Hannover 96 galt lange Zeit als die größte Überraschung 2017, bis es für »Heiligabend mit Carmen Nebel« nur für den zweiten Platz im Quotenvergleich reichte. Und ein Ende des absteigenden Trends ist auch bei den Niedersachsen nicht in Sicht. Klar, zu Saisonbeginn, als Favoriten wie Schalke noch nicht in Tritt kamen oder zu Saisonmitte, als sich Borussia Dortmund in der Krise befand - da waren Gegner ungeahnt schlagbar. In der Rückrunde wird das aber nicht der Fall sein. Hannover verliert am Samstag knapp gegen Mainz, ist daraufhin gegen Schalke 04 und den VfL Wolfsburg hoffnungslos unterlegen und nach einem 0:0 gegen den Hamburger SV nimmt der erste Fan das Wort »Krise« in den Mund. Viel schlimmer: an einem tristen Dienstagmorgen trifft Andre Breitenreiter die falsche Kleidungswahl, vergisst - anders als mit Horst Heldt abgesprochen - den Pullunder über dem Hemd. Das Vertrauensverhältnis erhält zusehends Risse. Zum Saisonende taumelt der Verein der Abstiegszone entgegen. Zwei Niederlagen gegen Bayern und Hoffenheim machen alles noch schlimmer. Am vorletzten Spieltag zieht der HSV vorbei. Hannover steigt doch noch ab.

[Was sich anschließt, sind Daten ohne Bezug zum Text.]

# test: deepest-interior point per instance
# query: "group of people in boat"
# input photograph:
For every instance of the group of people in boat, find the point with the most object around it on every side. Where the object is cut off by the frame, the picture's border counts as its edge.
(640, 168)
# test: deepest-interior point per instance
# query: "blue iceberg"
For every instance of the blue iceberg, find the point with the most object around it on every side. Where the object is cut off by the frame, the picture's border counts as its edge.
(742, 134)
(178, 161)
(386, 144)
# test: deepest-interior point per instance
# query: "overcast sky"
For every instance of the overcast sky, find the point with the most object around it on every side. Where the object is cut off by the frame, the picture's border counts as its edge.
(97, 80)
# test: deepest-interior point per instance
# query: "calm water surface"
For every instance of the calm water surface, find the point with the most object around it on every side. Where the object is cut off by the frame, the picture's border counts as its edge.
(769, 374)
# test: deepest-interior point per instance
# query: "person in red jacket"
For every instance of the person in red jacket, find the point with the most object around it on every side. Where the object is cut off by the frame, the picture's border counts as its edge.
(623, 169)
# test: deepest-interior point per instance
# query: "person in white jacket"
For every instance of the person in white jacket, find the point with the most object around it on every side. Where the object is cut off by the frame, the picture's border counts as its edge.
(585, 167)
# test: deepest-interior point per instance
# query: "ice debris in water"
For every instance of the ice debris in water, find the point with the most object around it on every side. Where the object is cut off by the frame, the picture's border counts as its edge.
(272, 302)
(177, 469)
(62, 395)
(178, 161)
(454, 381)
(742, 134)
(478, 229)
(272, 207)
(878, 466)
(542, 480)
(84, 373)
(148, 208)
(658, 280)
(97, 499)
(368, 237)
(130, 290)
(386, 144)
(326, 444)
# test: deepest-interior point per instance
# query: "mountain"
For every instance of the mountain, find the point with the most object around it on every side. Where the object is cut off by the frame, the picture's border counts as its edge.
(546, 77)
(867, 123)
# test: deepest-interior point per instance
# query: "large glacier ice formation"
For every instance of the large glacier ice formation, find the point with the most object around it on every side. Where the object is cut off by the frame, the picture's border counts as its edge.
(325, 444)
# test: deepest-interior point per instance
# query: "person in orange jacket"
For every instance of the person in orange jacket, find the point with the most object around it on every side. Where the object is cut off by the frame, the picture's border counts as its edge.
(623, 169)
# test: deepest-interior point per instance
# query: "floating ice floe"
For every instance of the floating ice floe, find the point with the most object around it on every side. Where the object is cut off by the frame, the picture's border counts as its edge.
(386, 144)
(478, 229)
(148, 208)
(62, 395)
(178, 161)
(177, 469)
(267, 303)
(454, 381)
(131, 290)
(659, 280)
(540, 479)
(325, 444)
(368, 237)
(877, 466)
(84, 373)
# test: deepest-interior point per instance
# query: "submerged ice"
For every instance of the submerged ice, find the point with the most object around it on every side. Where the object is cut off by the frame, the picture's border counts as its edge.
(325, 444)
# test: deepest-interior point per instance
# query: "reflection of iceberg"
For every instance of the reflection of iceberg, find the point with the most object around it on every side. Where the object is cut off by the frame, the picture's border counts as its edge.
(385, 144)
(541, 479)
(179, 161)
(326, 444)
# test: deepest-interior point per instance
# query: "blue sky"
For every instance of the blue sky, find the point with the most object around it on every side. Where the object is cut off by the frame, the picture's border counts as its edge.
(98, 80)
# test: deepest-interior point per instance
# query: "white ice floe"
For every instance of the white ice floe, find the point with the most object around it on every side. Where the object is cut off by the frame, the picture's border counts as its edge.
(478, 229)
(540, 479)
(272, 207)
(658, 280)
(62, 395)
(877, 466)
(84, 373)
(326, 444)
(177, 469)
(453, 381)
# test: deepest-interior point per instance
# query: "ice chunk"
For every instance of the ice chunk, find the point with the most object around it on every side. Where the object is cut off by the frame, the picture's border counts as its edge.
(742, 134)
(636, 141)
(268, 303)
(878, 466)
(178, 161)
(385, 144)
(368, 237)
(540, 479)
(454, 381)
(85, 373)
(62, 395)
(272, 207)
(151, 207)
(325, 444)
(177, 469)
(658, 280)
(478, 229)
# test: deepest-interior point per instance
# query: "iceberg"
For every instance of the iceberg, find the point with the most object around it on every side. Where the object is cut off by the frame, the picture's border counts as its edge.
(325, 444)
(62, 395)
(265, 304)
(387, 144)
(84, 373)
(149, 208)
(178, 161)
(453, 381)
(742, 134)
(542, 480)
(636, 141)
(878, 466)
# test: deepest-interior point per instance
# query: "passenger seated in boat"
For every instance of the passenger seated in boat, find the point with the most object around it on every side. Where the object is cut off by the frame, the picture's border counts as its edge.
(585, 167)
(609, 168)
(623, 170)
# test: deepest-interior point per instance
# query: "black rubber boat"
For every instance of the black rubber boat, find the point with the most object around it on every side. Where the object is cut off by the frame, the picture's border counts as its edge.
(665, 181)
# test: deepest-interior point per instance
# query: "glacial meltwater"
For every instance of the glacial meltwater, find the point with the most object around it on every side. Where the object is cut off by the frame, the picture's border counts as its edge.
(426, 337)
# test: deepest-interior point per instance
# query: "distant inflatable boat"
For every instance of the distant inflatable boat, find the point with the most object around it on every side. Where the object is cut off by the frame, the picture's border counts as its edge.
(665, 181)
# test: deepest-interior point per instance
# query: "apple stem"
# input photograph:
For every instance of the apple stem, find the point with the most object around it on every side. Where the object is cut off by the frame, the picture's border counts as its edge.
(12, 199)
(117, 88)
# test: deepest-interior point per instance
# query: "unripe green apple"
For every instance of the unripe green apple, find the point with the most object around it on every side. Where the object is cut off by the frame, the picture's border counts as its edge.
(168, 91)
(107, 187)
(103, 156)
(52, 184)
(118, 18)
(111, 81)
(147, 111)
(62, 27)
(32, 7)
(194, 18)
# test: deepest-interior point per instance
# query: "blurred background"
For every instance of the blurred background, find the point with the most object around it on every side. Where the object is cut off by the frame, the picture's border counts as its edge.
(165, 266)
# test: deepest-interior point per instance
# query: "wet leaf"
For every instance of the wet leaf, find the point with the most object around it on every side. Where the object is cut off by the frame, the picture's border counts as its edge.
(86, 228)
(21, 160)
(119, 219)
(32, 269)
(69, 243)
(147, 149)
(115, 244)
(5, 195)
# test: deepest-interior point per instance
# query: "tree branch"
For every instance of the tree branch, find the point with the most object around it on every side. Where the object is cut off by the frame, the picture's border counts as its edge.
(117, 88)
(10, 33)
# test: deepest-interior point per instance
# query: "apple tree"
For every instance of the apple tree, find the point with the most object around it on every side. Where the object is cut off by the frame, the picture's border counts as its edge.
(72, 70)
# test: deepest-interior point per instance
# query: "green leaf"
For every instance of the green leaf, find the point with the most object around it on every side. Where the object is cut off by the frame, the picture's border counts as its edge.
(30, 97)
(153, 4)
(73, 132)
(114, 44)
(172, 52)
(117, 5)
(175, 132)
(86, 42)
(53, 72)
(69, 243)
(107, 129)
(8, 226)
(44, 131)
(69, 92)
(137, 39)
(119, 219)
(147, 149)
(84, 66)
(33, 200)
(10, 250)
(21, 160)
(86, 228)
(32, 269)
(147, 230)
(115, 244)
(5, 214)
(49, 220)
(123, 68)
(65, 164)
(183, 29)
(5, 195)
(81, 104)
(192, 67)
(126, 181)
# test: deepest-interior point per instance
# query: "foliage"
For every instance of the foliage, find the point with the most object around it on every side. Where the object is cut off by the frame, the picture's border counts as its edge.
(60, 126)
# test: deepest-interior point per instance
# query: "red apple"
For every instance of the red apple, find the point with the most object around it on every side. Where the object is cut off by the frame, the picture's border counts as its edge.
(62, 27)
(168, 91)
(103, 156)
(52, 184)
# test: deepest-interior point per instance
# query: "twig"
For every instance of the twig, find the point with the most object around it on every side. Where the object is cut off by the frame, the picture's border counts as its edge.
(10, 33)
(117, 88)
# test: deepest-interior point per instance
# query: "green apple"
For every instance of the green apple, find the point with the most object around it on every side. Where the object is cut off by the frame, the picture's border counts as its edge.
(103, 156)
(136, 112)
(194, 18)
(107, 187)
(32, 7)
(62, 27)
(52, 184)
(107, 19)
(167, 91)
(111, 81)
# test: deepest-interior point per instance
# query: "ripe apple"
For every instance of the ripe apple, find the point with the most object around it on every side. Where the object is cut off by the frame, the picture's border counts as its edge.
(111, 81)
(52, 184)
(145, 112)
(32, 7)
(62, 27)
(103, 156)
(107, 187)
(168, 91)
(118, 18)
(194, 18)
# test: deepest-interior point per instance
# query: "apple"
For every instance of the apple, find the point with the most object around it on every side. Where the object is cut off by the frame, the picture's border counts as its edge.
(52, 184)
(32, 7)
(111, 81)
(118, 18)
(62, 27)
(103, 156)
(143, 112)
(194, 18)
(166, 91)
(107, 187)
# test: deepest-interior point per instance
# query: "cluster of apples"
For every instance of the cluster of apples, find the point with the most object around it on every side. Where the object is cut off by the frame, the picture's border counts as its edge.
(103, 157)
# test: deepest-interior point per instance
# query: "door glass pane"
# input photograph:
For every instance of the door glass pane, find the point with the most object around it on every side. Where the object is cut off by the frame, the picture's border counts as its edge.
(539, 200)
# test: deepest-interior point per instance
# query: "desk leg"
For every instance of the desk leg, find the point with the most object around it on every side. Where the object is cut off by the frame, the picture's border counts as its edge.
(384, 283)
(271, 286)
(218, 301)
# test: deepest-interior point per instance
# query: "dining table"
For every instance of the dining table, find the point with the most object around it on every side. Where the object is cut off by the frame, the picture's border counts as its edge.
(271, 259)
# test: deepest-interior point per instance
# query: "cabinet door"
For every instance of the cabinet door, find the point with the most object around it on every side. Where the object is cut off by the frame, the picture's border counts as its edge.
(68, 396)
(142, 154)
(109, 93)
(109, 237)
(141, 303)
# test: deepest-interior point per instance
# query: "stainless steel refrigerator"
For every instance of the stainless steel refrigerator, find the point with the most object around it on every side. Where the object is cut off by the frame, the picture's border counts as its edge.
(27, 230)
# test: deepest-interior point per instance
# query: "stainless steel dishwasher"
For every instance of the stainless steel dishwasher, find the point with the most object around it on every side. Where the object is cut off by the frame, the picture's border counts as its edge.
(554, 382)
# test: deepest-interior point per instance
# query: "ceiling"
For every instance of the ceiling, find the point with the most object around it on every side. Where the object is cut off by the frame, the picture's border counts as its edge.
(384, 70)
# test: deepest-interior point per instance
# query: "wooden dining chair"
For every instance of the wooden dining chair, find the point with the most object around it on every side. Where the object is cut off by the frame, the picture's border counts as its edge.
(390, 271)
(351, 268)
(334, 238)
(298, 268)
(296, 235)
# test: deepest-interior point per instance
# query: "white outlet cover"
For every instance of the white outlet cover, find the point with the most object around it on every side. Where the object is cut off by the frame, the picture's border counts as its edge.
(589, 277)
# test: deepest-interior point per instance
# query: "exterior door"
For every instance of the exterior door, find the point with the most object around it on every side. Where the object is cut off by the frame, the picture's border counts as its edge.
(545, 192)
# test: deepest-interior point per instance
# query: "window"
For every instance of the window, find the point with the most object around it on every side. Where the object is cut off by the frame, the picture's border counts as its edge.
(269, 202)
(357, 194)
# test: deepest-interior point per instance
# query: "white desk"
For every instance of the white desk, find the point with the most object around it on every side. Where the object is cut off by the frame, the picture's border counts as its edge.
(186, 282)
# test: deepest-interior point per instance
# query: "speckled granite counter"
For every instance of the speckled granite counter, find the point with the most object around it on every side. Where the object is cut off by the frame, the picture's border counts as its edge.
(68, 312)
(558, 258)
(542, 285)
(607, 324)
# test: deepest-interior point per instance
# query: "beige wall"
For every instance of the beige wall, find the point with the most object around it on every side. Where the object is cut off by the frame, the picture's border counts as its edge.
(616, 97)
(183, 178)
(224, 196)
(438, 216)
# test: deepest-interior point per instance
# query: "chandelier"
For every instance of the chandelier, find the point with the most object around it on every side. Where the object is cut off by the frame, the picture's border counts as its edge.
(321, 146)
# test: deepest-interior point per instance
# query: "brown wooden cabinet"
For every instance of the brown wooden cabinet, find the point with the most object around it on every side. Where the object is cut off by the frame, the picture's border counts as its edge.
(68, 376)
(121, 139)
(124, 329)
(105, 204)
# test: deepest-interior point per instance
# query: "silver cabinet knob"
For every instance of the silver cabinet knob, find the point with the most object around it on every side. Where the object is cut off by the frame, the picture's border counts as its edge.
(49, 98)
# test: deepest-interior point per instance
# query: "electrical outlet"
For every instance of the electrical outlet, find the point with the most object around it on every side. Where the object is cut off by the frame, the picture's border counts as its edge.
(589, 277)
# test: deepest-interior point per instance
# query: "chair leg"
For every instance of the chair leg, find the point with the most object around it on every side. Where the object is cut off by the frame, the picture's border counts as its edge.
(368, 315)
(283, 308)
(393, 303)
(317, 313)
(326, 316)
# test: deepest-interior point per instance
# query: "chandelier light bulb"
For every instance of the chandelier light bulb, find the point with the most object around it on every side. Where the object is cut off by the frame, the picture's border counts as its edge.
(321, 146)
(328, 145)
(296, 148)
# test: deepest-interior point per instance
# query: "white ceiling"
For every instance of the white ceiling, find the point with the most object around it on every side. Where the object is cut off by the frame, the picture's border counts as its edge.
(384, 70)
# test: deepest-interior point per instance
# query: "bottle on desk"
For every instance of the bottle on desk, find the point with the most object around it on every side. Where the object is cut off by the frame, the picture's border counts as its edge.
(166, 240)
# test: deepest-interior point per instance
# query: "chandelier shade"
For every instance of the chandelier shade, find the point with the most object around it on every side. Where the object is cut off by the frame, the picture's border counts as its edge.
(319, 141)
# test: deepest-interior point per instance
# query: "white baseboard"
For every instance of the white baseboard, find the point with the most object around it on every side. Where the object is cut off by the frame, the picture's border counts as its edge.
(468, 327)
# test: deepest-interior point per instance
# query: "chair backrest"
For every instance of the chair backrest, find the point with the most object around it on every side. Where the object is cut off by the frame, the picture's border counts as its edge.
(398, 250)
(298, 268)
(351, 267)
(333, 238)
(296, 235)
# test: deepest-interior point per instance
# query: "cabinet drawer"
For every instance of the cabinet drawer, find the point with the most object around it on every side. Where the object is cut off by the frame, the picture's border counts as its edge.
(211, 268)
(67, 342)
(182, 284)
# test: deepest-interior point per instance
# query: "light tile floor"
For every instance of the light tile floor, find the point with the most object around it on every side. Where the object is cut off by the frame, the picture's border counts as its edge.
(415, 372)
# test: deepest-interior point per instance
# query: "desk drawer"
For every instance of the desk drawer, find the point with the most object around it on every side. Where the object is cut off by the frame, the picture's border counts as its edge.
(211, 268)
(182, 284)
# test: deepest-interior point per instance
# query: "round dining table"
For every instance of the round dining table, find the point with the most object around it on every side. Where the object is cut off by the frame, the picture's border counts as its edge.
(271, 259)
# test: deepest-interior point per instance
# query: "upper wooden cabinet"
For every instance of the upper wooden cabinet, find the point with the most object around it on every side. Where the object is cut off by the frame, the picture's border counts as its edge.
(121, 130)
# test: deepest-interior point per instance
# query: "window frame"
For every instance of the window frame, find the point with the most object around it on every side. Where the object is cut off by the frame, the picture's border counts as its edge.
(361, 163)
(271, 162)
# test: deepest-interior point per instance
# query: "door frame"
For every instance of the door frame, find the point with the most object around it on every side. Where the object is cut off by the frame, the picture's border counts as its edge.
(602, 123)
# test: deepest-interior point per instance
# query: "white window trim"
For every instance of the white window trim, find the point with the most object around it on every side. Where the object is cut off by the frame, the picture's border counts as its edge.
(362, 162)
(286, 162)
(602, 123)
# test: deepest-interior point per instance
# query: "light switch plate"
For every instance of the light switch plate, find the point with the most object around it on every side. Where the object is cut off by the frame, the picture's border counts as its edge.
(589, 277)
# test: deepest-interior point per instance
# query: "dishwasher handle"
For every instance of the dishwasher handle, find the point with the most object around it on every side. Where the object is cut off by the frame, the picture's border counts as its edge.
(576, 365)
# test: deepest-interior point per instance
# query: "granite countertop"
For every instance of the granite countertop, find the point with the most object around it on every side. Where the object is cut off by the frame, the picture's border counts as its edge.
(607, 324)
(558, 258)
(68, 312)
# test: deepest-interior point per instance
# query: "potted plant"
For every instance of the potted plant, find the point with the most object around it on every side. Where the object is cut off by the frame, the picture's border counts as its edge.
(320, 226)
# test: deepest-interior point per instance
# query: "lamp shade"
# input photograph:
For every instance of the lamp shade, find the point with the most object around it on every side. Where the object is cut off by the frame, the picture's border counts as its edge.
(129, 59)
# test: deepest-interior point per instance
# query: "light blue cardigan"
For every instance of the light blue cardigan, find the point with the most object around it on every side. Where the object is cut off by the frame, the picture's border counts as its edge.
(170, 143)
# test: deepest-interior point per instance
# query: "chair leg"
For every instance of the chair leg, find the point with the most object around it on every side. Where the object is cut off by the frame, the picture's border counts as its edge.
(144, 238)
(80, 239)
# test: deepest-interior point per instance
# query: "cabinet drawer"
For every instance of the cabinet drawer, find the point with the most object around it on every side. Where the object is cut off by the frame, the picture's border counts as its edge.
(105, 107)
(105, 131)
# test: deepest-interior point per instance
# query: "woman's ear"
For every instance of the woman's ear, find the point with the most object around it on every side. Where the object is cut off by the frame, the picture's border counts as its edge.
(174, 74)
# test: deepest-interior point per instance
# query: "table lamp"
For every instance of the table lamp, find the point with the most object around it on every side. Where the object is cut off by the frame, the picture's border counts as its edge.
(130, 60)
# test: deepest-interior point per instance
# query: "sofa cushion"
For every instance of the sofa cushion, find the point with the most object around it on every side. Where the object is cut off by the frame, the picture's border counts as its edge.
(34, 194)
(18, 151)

2. Der HSV trifft in der Relegation auf … den FC St. Pauli

Der schweissnasse Albtraum eines jeden Polizisten der Davidwache: Im Saisonfinale treffen der Hamburger SV und FC St. Pauli aufeinander. Eine Stadt hält zum ersten Mal seit G20 ihren Atem an. Dass es wirklich so kommt, ist nicht unwahrscheinlich. Der Hamburger SV beginnt die Rückrunde als Tabellensiebzehnter, die Relegation ist also fest eingeplant. Nur der FC St. Pauli bereitet zurzeit Kopfzerbrechen. Als Zehnter fehlen (noch) neun Punkte auf den Relegationsrang. Aber Markus Kauczinski, der coachgewordene KFZ-Mechaniker, wird die Truppe schon zum Laufen bringen. Bisher hat er schließlich noch kein Spiel verloren (2 Spiele - ein Sieg, ein Unentschieden). Freunde, da zeichnet sich was ab. Und Ende Mai zieht durch Hamburg erneut ein schwarzer Block - es ist eine Trauergemeinde.